Tested vs untested: only the Ollama paths (local + OpenAI-compatible pointed at Ollama) are actually exercised. OpenAI/Anthropic/Google come from majordomo's abstraction and are untested (no spend). Keep the README honest about this; update it if that changes.

When making changes — maintenance rules

  • Keep the README and examples/ current. Any change to env vars, flags, defaults, triggers, provider support, or the consumer stub MUST be reflected in README.md and the relevant files under examples/ in the same change. The README's Configuration table, the Models & providers table, and the example workflows are the contract users rely on — stale docs are a bug.
  • Preserve the advisory-only invariant (goal #2). If you touch exit codes or the workflow, re-confirm a review can never fail/block a consumer's CI.
  • Don't add mort-specific (or any single-consumer) assumptions to the binary or system prompt. The system prompt is intentionally generic; repo-specific conventions should be discovered by the agent at runtime (it can read the repo's own CONTRIBUTING/CLAUDE.md), not hardcoded here.
  • Keep secrets out of image layers. Private-module creds flow via BuildKit --mount=type=secret in the build stage only; never bake them into the final image or commit them.
  • Add a test when you add logic (see the *_test.go patterns). Keep gofmt clean and go vet quiet.

Lessons

  • majordomo's LLM_* env DSNs are HTTPS-only (DSN.BaseURL() forces https://), so they can't express a plaintext local Ollama. That's why Gadfly adds the http-capable GADFLY_ENDPOINT_<NAME>="provider|base-url[|key]" mechanism (see cmd/gadfly/model.go).
  • Gitea vars/secrets are not auto-exposed as env in a job — the consumer stub must map each one explicitly in its env: block (dynamic alias names can't be auto-enumerated).
  • uses: docker://…:latest is CACHED by act_runner — a freshly-pushed :latest is often NOT re-pulled, so the job silently runs the previous image.
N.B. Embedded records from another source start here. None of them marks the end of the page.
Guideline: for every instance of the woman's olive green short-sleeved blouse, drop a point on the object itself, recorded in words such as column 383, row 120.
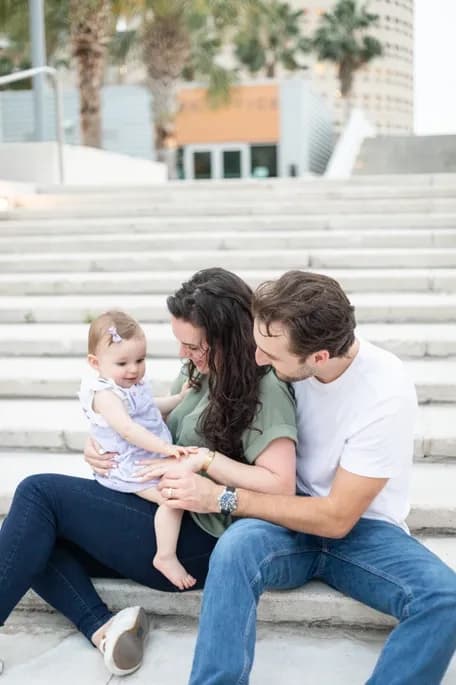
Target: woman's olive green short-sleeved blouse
column 275, row 418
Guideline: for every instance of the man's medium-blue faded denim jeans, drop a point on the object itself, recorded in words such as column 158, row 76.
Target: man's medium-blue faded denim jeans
column 376, row 563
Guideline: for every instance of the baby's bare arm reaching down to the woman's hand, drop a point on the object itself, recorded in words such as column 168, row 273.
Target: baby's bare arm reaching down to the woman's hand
column 113, row 411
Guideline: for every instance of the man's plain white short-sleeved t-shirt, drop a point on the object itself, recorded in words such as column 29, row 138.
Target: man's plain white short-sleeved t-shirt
column 364, row 422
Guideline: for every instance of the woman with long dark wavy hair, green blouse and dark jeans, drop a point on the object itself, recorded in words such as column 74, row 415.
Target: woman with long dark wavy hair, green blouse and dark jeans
column 61, row 531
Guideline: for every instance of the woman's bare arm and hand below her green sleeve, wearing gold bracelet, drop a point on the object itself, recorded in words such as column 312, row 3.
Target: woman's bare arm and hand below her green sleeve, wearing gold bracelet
column 274, row 470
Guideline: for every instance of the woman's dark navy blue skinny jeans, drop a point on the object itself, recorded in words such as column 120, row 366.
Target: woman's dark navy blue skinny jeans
column 61, row 531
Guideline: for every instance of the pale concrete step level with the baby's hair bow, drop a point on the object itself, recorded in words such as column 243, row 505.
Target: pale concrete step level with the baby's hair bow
column 70, row 340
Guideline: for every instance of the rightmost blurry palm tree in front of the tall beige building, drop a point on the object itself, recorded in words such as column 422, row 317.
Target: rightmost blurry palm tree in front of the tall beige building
column 341, row 39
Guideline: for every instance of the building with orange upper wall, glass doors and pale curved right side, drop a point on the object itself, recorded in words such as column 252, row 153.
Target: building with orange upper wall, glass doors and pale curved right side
column 269, row 128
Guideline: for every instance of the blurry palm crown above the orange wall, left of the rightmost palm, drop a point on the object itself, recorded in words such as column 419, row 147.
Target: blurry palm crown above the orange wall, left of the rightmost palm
column 270, row 36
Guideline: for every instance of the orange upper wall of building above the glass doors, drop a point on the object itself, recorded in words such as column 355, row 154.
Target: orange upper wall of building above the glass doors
column 252, row 116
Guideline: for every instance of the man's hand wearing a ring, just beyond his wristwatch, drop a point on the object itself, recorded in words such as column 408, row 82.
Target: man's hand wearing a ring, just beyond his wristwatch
column 191, row 492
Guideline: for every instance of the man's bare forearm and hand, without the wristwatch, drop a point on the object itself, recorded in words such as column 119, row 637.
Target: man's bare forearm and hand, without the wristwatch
column 332, row 516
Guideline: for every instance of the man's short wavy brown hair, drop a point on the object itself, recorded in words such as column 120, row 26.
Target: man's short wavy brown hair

For a run that must use a specific build (e.g. validating a just-pushed fix), pin the consumer stub to the immutable :sha-<short> tag the build publishes, not :latest.
  • Concurrency is per-provider (entrypoint.sh): each provider is a lane, lanes run in parallel, cap (from GADFLY_PROVIDER_CONCURRENCY else GADFLY_CONCURRENCY, default 1) bounds models-at-once within a lane. The review timeout (GADFLY_TIMEOUT_SECS) is per-lens, not shared across the suite — a slow model can't starve later lenses (the original timeout bug).